Around the same time that President Barack Obama was in Dallas for the memorial of the police officers killed in last week’s shooting, TCU head football coach Gary Patterson spoke to the Fort Worth Chamber of Commerce, addressing themes like race relations in athletics.

“I’ve been in this business for 34 years and I don’t see color,” he said.

Patterson spoke briefly about the Dallas shooting that killed five officers during a peaceful protest for the black men killed by police in Louisiana and Minnesota. He said his son is a rookie officer for the Fort Worth Police Department, patrolling the west side of Fort Worth.

Patterson said that no matter the person, society should focus on character, not race.

“The way I judge everything, especially even on my team, is there’s good and there’s bad,” he said. “What you try to do is you try to work on the bad and you try to enhance the good.”

Patterson spoke to about 280 business professionals and government leaders at the Chamber’s Annual Texas Christian University Football Preview luncheon on July 12. While he briefly discussed the Dallas shooting, he also talked about football – specifically, how his team is rebuilding after losing stars like quarterback Trevone Boykin and wide receiver Josh Doctson to the NFL.

Without Boykin, TCU’s quarterback frontrunners are sophomore Foster Sawyer and junior Kenny Hill, who transferred from Texas A&M last year. TCU fans have gotten used to Boykin’s fast-moving, dual-threat style in the past two years, but this year, Patterson said he’s not expecting the next quarterback to be a Boykin copy.
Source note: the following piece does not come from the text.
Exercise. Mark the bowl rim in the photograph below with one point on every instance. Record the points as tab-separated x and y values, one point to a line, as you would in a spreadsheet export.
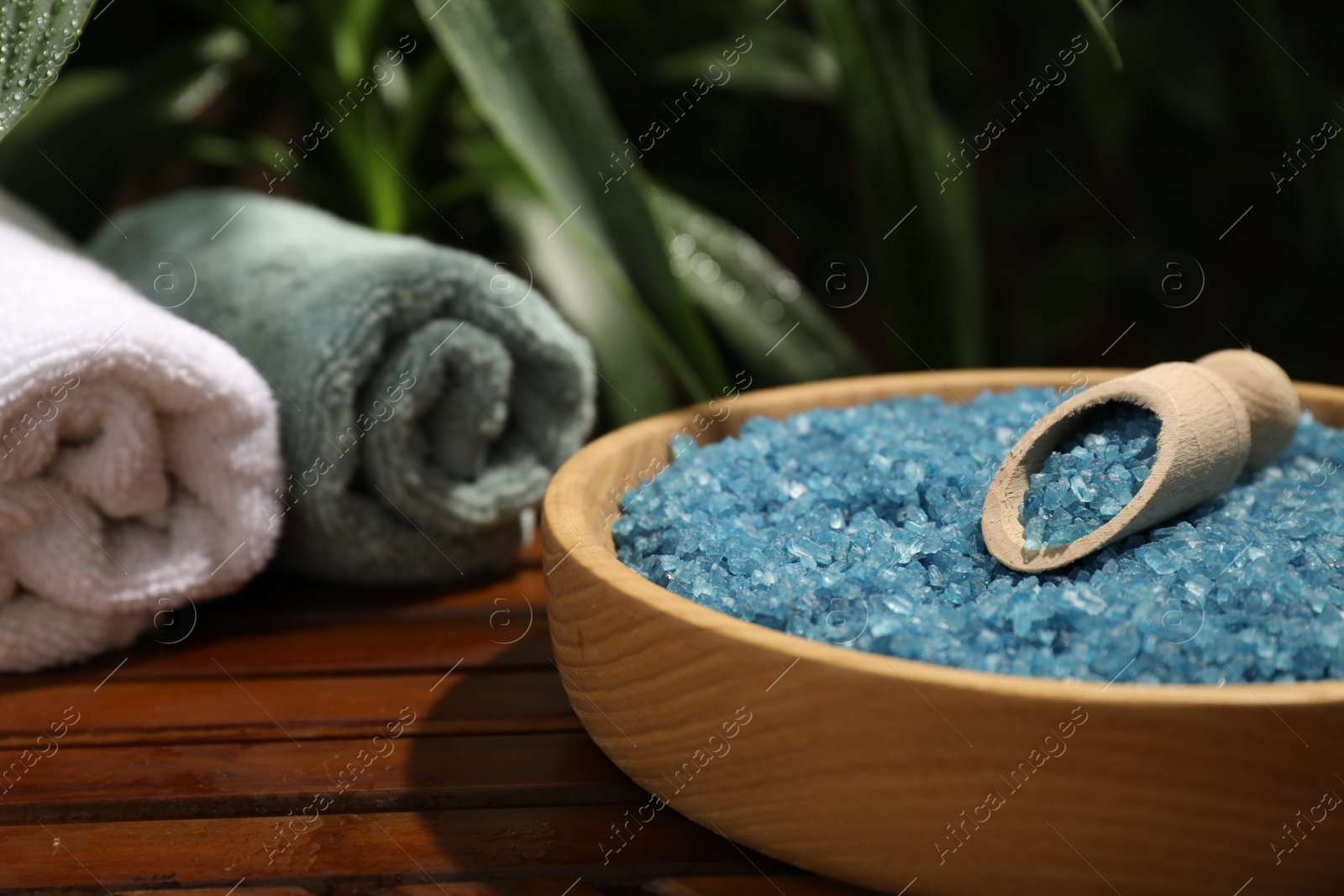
577	542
“You can’t make them somebody they’re not,” Patterson said. “We’re going to find the guy that can move our offense the best and score the most points and be a leader and get us where we need to get to.”

While the offense may be young, the defense is more experienced. Senior linemen like Josh Carraway and James McFarland are returning, as well as players like junior linebacker Travin Howard, senior safety Denzel Johnson and junior cornerback Ranthony Texada.
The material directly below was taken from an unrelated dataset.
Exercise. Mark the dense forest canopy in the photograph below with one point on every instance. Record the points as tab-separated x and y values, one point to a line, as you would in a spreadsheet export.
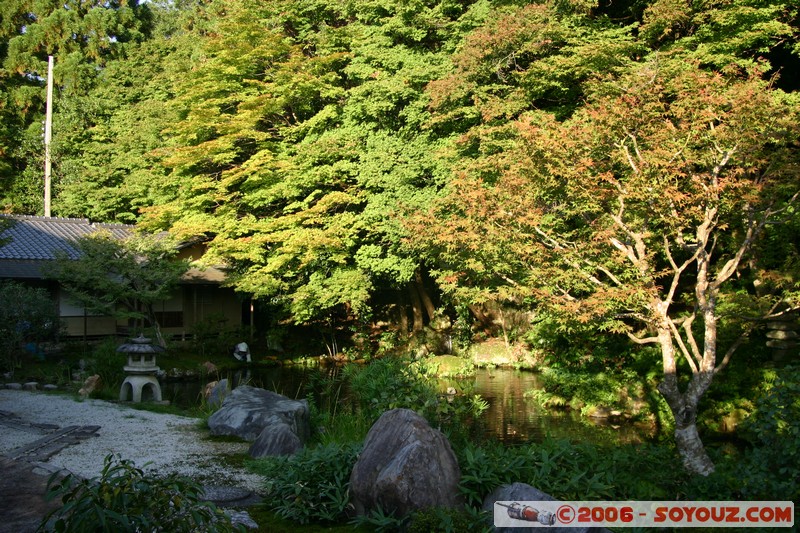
628	165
“Last year, the leaders were on our offensive group because of the amount of seniors that we had and the guys that played,” Patterson said. “This year, it’s shifted to the defensive side.”
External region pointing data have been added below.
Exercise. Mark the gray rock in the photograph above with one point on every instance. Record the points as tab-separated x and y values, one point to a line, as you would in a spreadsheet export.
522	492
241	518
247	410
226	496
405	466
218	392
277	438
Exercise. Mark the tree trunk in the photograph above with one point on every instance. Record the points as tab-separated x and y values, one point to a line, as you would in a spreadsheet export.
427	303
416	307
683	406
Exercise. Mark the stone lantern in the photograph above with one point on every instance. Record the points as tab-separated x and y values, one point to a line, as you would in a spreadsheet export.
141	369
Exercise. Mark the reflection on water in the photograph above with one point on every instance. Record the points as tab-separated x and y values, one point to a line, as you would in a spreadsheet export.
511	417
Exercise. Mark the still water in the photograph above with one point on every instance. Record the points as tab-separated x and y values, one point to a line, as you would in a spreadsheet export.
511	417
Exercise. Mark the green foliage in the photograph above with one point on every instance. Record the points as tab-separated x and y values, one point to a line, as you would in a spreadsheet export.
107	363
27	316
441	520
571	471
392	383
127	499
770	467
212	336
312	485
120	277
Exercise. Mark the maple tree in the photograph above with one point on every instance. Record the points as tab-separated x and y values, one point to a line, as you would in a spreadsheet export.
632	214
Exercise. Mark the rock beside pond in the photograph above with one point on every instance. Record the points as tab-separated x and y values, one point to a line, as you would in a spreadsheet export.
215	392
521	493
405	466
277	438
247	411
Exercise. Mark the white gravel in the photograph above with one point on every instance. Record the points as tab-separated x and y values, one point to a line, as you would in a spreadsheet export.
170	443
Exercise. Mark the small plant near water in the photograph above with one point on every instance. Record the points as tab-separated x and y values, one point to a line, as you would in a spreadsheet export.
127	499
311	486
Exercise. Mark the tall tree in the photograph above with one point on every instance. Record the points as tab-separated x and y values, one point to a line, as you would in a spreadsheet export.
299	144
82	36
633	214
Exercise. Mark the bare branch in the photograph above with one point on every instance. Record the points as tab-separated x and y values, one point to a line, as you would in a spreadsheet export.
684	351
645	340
But no matter which side of the ball the player is on, Patterson said that dealing with students between the ages of 18 and 22 is challenging. He said he hopes that players, regardless of their background, will consider what kind of reputation they’re building both on the field and in the real world.

“We deal with all walks of life – that’s the one thing coaches have always done,” he said. “As I said, my thing is about [trying] to help people get better. Good is good, and bad is bad. We’ve just got to keep moving forward in that direction.”